My N+1 test for the query, just trying to preload events, messages and senders

conversation = Conversation.preload({ events: { eventable: %i[org sender] } }).find(1)

conversation.events.map(&:eventable).map { |s| s.respond_to?(:sender) ? s.sender : s.id }
Conversation Load (9.8ms)  SELECT `conversations`.* FROM `conversations` WHERE `conversations`.`id` = 1 LIMIT 1
Event Load (0.6ms)  SELECT `events`.* FROM `events` WHERE `events`.`conversation_id` = 1
Activity Load (0.6ms)  SELECT `activities`.* FROM `activities` WHERE `activities`.`id` IN (1, 5, 6, 23, 24)
Message Load (0.8ms)  SELECT `messages`.* FROM `messages` WHERE `messages`.`id` IN (1, 2, 4, 13, 14, 15, 16)
Org Load (1.1ms)  SELECT `orgs`.* FROM `orgs` WHERE `orgs`.`id` = 1
Org Load (0.7ms)  SELECT `orgs`.* FROM `orgs` WHERE `orgs`.`id` = 1
Customer Load (0.6ms)  SELECT `customers`.* FROM `customers` WHERE `customers`.`id` = 1
User Load (2.4ms)  SELECT `users`.* FROM `users` WHERE `users`.`id` = 1

 =>
[1,
 #<Customer:0x000000010cba7590>,
 nil,
 nil,
 5,
 6,
 nil,
 nil,
 nil,
 nil,
 23,
 24]

vs (bad query), just preloading the events.

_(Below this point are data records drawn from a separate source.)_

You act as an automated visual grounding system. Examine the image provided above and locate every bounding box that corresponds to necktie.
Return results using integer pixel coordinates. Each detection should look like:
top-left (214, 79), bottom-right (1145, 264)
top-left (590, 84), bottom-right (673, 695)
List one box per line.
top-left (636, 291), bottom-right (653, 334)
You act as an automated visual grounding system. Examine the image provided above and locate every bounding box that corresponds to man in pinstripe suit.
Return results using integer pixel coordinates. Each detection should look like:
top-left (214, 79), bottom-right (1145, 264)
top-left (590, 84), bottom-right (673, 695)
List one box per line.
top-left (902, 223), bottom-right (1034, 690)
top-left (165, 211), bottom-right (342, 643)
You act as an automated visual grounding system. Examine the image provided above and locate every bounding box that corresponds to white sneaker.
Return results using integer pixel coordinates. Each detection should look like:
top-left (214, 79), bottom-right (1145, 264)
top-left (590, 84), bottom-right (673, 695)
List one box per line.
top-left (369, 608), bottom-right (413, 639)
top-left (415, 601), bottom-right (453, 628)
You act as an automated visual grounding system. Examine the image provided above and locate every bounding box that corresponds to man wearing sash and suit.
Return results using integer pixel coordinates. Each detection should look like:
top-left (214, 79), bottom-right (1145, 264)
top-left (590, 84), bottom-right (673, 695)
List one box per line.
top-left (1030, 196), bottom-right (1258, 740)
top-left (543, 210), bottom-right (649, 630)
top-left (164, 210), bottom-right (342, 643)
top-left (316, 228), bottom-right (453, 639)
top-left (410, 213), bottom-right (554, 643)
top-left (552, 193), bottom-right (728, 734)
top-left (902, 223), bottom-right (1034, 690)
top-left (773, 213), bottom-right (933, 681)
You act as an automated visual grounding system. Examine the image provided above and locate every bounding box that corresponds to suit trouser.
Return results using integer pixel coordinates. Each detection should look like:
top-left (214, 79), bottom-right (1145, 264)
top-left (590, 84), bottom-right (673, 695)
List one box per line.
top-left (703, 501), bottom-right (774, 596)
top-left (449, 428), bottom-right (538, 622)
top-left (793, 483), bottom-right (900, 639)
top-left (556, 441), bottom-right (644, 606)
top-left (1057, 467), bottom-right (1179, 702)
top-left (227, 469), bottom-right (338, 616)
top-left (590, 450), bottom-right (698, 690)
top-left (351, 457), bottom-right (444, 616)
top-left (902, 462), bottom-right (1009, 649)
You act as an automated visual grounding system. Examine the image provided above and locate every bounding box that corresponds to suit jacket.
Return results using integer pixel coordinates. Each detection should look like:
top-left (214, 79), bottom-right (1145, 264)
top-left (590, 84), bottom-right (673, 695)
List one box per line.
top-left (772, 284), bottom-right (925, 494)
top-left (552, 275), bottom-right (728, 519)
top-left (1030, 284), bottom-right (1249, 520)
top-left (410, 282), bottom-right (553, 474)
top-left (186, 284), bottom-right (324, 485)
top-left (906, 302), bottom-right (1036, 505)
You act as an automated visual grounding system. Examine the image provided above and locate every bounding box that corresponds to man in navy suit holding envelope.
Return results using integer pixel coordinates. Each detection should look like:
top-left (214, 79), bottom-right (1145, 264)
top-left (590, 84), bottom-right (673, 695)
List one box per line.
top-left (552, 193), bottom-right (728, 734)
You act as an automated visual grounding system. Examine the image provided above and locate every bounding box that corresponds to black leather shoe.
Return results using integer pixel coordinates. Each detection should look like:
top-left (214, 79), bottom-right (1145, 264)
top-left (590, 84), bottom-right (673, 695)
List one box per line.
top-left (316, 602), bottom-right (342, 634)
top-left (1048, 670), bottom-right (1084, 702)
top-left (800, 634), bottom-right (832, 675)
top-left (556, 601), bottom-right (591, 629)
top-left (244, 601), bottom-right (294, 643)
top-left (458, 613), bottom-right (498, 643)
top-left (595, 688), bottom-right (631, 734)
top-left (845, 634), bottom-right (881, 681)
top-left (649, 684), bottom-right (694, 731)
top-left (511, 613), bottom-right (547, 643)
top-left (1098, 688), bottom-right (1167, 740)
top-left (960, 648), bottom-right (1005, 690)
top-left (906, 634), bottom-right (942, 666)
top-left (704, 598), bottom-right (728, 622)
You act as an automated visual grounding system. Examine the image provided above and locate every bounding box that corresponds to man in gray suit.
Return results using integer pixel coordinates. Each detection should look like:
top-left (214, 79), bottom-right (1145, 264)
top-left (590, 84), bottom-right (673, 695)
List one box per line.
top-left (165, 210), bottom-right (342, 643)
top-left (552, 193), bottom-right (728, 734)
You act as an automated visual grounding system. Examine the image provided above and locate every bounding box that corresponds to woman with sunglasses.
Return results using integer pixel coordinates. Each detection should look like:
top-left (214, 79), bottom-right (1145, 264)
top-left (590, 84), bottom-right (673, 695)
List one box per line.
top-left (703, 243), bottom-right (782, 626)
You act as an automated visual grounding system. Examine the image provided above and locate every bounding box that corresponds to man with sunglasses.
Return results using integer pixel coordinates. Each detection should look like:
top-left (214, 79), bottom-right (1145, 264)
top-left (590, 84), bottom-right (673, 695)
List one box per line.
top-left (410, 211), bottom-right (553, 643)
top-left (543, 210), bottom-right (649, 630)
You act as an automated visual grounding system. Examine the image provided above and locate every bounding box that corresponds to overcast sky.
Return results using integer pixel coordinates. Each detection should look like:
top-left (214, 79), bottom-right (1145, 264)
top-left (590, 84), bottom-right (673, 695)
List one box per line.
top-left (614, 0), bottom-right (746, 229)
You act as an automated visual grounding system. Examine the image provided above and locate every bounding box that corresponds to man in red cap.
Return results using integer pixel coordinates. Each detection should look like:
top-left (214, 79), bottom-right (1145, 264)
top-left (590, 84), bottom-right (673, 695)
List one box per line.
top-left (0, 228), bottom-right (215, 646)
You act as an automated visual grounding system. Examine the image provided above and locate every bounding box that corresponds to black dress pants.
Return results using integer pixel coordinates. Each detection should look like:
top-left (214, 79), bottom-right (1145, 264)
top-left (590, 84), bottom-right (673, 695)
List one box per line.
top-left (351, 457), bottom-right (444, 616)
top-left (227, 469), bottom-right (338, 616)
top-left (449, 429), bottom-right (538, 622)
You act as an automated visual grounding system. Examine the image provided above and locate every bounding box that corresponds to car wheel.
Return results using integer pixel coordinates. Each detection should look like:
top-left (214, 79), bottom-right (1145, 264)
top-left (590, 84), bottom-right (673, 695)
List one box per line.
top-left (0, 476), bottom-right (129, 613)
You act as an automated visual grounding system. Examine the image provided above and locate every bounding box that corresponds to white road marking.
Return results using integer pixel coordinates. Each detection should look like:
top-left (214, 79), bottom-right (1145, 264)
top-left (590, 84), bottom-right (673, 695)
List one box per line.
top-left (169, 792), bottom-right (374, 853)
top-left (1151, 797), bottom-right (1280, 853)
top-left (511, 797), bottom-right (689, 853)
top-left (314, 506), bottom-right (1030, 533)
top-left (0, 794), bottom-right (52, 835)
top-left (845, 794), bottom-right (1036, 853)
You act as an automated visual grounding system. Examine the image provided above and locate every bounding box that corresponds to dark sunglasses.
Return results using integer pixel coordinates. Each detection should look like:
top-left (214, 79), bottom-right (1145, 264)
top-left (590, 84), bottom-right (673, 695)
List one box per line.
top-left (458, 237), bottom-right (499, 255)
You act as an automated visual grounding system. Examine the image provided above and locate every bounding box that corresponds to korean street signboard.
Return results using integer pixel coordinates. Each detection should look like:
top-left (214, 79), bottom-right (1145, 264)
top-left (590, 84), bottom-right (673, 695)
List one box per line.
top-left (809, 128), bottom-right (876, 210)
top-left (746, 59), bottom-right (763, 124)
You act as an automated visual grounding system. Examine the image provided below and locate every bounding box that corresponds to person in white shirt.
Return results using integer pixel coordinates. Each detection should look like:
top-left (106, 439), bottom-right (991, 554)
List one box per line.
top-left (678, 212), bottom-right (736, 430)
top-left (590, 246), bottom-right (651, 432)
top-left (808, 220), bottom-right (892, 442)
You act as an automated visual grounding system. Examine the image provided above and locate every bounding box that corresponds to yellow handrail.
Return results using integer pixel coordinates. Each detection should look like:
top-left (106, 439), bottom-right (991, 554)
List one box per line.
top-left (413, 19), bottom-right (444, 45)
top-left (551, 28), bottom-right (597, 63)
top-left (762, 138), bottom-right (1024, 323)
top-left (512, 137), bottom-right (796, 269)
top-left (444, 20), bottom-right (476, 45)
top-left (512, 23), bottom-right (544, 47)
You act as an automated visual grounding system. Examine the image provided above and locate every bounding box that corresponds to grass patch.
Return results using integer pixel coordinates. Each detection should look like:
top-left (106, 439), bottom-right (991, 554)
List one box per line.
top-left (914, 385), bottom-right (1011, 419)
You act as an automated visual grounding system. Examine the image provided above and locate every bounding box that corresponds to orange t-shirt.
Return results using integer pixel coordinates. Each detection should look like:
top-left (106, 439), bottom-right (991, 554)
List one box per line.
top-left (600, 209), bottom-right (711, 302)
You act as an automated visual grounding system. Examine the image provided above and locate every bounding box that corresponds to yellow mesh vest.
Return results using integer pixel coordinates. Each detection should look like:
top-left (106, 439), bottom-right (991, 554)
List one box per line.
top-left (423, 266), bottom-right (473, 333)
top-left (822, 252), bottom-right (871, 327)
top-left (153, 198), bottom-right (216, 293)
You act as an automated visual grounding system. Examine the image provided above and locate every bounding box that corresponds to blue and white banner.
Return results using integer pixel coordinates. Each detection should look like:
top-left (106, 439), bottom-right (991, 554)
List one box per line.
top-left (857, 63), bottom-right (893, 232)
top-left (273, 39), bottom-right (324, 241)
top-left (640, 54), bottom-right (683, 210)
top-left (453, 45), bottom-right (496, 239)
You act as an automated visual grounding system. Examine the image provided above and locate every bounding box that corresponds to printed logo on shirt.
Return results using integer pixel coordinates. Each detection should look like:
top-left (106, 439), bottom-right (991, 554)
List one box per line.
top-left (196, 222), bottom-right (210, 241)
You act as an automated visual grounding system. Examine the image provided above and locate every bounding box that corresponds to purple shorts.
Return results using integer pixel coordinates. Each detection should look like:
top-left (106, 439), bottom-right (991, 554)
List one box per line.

conversation = Conversation.preload({ events:  :eventable  }).find(1)

conversation.events.map(&:eventable).map { |s| s.respond_to?(:sender) ? s.sender : s.id }
Conversation Load (1.9ms)  SELECT `conversations`.* FROM `conversations` WHERE `conversations`.`id` = 1 LIMIT 1
Event Load (4.9ms)  SELECT `events`.* FROM `events` WHERE `events`.`conversation_id` = 1
Activity Load (0.5ms)  SELECT `activities`.* FROM `activities` WHERE `activities`.`id` IN (1, 5, 6, 23, 24)
Message Load (0.4ms)  SELECT `messages`.* FROM `messages` WHERE `messages`.`id` IN (1, 2, 4, 13, 14, 15, 16)

Customer Load (0.8ms)  SELECT `customers`.* FROM `customers` WHERE `customers`.`id` = 1 LIMIT 1
User Load (0.3ms)  SELECT `users`.* FROM `users` WHERE `users`.`id` = 1 LIMIT 1
User Load (0.2ms)  SELECT `users`.* FROM `users` WHERE `users`.`id` = 1 LIMIT 1
User Load (0.3ms)  SELECT `users`.* FROM `users` WHERE `users`.`id` = 1 LIMIT 1
User Load (0.2ms)  SELECT `users`.* FROM `users` WHERE `users`.`id` = 1 LIMIT 1
User Load (0.2ms)  SELECT `users`.* FROM `users` WHERE `users`.`id` = 1 LIMIT 1
User Load (0.2ms)  SELECT `users`.* FROM `users` WHERE `users`.`id` = 1 LIMIT 1

 =>
[1,
 #<Customer:0x000000010cba7590>,
 nil,
 nil,
 5,
 6,
 nil,
 nil,
 nil,
 nil,
 23,
 24]

You can see the addtional loads really slow down the query, especially if you have a longer time line.

Optimising customers

So the next screen, customers.

Also difficult because customers have an field, latest_order in the GraphQL API.

Customers can have many orders, but we're interested in showing their latest one.

In this table, we want to quickly load all the customers, but also show their latest order, without N+1 problems.

zenshop customers (in light mode!)

zenshop customers

My previous attempt was simply to call orders.last to get the latest order, obviously this was causing N+1 problems.

The solution was to modify the models a bit:

class Customer < ApplicationRecord
  has_many :orders
  has_one :latest_order, -> { latest_order_per_customers }, class_name: 'Order'
end

class Order < ApplicationRecord
  belongs_to :customer, optional: true, counter_cache: true

  def self.latest_order_per_customers
    latest_orders_ids = select("max(id)").group(:customer_id)
    where(id: latest_orders_ids)
  end
end

Here were the modifications I made to the customer and order model, to quickly fetch the latest order I needed to create an association called latest_order which I could pass into the preload.

Optimising orders

Orders was probably the simplest one to do, I simply needed to preload the customer, nothing exciting here.

zenshop orders

zenshop orders

Summary

In summary I'm really happy to start focusing more now on performance gains.

I have more plans, which I begin work on in August,

  • Global deployment with Railway.app regions, so the web process is at the 'edge'.
  • Using Planetscale database in multiple regions.
  • Using a Redis cache in multiple regions with Upstash.